In the post-Disco Elysium world, every goddamn socialist game dev wants to be the one to make the next Disco-type game. None of them have been successful -- and I'm not sure it's a particularly worthy endeavor -- but even when they fail to reach the heights of Disco Elysium, they can end up being quite good on their own terms.

Citizen Sleeper is a game that made me emotional several times while playing it. That is less a credit to its generally subpar and terminally online writing than it is to the fact that the narratives that this game taps into are deeply powerful and emotionally resonant stories about belonging, connection, and finding your place in a world that is entirely hostile to you. When the game dips into ideology, it is often far too explicit and on the nose, and it lacks the ambition required to justify that lack of subtlety. As such, the game is at its best when it leans into its world, which is crafted in such a way that the political themes that are so often shoddily handled directly are instead personally felt and understood through the hostility of the world.

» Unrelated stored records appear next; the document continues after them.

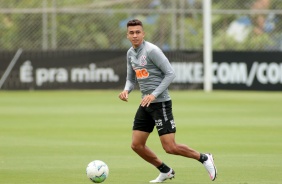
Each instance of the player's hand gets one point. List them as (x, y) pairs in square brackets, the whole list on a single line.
[(146, 101), (123, 95)]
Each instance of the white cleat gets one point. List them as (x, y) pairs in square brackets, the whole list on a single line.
[(210, 167), (164, 176)]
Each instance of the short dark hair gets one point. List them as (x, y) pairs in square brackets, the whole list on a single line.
[(134, 22)]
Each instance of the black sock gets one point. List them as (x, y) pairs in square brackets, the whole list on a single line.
[(163, 168), (203, 158)]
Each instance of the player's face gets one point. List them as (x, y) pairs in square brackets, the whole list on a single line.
[(135, 34)]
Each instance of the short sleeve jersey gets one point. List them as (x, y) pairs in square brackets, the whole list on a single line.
[(148, 65)]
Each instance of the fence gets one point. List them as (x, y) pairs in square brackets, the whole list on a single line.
[(171, 24)]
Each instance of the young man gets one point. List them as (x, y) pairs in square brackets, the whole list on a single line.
[(147, 64)]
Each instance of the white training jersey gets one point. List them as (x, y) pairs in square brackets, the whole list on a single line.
[(148, 65)]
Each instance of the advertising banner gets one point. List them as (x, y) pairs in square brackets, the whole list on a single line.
[(107, 70)]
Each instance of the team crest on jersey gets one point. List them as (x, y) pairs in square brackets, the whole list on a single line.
[(143, 61)]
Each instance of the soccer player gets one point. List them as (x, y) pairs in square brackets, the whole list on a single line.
[(147, 65)]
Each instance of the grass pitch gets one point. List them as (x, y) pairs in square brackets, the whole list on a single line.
[(49, 137)]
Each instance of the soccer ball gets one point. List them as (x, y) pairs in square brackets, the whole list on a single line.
[(97, 171)]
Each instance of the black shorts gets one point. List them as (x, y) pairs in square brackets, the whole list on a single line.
[(159, 114)]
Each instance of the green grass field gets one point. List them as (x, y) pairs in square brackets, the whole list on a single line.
[(49, 137)]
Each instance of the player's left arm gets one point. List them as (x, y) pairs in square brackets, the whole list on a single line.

Because of this, it is a massive flaw that the systems which, towards the beginning of the game, are expertly crafted in such a way to keep you constantly on the edge of disaster ultimately end up crumbling. All sense of tension is lost, you acquire absurd amounts of currency with ease, and due to the game enabling you to do everything you want to do, the game systems become a superfluous time waster between underbaked bursts of dialogue and countless time-locked events. You are left with a game that ends up drifting away into nothingness until you choose to ultimately shut off the game and be done.

In fairness, perhaps some of this is variable based on how you choose to end your game. I strongly believed that the choice which made most sense for my Sleeper was to remain on The Eye, and I also believe this was the choice that the game was thematically trying to lead the player towards. Maybe other endings were a satisfying cap to the game, but between the lack of an actual end point and new quests being added in DLC, it feels as if the game was never quite finished.

Perhaps the most egregious fault of this game, though, is that not a single fucking person proofread the script. Countless obvious errors litter it. Any game which attempts to largely position itself as a great game due to its writing should hold itself to a far higher standard of quality than this.

Despite all these critiques, this game was largely quite enjoyable. I played it in a single session and apart from a little tedium towards the end, I think my time was well spent with this game. Certainly far better spent than with the other major attempt at replicating Disco Elysium's writing this year.